Doing some promoting for my Passion Parties business today too. I've posted on FB & tweeted a 10% discount code for anyone who will help me get qualified before May 31st. I might see if there are some yahoo or google groups I can join to promote home business. I'm wanting to spruce up some fliers too.
Just thinking of where I could pin them up around town at though.

The discount is good for anyone, anywhere. So come check out my new adventure in Passion Parties!
Passion Parties by Jules

May 9, 2012

Compelled...

Feeling compelled to do some blogging today, to put thoughts to written word....
St. John's Wort



Feeling sad. Maybe I don't have all of my energy back yet from being sick over the weekend. Horribly headaches that sent me to the hospital. oh horray. More bills. A shot of toradol, (sp?) and phenergan, and 2 oral valiums.

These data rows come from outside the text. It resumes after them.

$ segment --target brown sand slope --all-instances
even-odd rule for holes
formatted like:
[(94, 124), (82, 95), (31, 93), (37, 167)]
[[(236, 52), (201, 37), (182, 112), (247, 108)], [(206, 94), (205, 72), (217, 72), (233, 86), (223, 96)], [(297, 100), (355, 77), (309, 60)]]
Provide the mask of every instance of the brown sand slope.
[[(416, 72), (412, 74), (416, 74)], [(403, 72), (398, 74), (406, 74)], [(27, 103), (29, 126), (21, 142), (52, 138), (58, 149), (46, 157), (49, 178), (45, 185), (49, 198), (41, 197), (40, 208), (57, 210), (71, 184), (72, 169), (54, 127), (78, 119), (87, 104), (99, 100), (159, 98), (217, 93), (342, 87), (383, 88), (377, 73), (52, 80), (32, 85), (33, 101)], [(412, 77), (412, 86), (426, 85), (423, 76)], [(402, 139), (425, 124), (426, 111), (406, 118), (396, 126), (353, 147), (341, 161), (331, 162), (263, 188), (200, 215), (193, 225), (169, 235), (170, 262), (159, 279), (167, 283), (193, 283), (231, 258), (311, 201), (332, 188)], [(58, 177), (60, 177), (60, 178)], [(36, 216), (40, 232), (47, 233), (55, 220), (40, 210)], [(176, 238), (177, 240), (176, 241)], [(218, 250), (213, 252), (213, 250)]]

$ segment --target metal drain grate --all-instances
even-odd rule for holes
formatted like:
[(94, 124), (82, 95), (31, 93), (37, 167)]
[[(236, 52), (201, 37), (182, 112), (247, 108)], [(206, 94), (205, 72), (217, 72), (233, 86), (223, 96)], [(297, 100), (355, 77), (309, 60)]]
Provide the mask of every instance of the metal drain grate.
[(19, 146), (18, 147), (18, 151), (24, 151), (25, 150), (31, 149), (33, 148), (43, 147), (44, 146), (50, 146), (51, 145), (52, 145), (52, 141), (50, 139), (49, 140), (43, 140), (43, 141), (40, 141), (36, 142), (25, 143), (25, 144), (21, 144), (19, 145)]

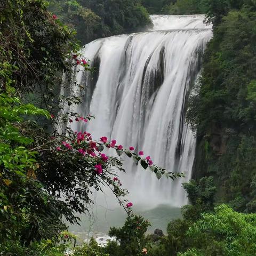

Anyway, thats not what I wanted to journal about today. I feel heavy. Like heart heavy. Dragged down. It's like everything that can go wrong, IS! My St. John's Wort I was so excited to grown and was so excited it was actually a herb that is something I need. It's often used for depression.

I was so excited to start my Passion Parties business. It's like every time I'm so excited and positive about something. Then, I get sick. Like I used up all of my life force . Thats just crazy. I just spent 3 days in bed, and hubby took me to the hospital on Sunday because I couldnt take the head pain any longer. I thought that it was my job making me so sick. That it was my job that was keeping me exhausted so that I couldnt have the time or energy to put into passion parties. But I've been gone from my job now probably 2 weeks. And nothing grand has happened.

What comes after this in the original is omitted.